使用SSL密钥和证书保护Aim远程跟踪服务器
你好,首先我要感谢你们为制作Aim所做的一切努力!
我遇到了一些关于如何保护Aim远程跟踪(RT)服务器连接的问题,不知道你们能否帮助我解决。
我最近在Azure上搭建了一个虚拟机,它同时运行着Aim RT服务器和Aim UI。为了实现这个目的,我使用了docker-compose.yml
,它可以启动服务器和UI。这样就可以正常工作了,我可以从另一台机器记录运行并在UI中看到它们出现,非常棒。
然而,现在我想使用SSL安全地连接到远程跟踪服务器,就像这里描述的那样。我已经使用openssl创建了一个自签名的密钥和证书文件,就像这里描述的那样。
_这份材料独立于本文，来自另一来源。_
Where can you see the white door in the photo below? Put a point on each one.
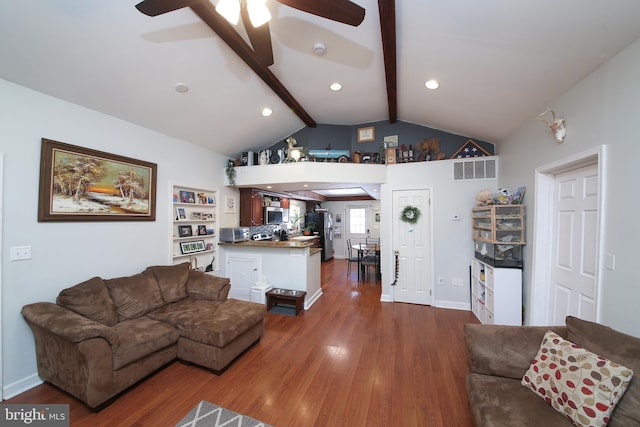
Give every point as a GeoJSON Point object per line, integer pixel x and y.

每当我使用以下命令启动服务器时,一切都似乎在正常工作,我没有收到任何错误等:
aim server --repo ~/mycontainer/aim/ --ssl-keyfile ~/secrets/server.key --ssl-certfile ~/secrets/server.crt --host 0.0.0.0 --dev --port 53800
但是当我尝试从另一台机器记录运行时,客户端会出现以下错误:
azureuser@ml-ci-jvranken-prd:~/cloudfiles/code/Users/jvranken/aim-tracking-server$ python aim_test.py
Failed to connect to Aim Server. Have you forgot to run `aim server` command?
Traceback (most recent call last):
File "/anaconda/envs/verhuiskans/lib/python3.10/site-packages/urllib3/connectionpool.py", line 715, in urlopen
httplib_response = self._make_request(
File "/anaconda/envs/verhuiskans/lib/python3.10/site-packages/urllib3/connectionpool.py", line 467, in _make_request
six.raise_from(e, None)
File "<string>", line 3, in raise_from
File "/anaconda/envs/verhuiskans/lib/python3.10/site-packages/urllib3/connectionpool.py", line 462, in _make_request
httplib_response = conn.getresponse()
File "/anaconda/envs/verhuiskans/lib/python3.10/http/client.py", line 1375, in getresponse
response.begin()
File "/anaconda/envs/verhuiskans/lib/python3.10/http/client.py", line 318, in begin
version, status, reason = self._read_status()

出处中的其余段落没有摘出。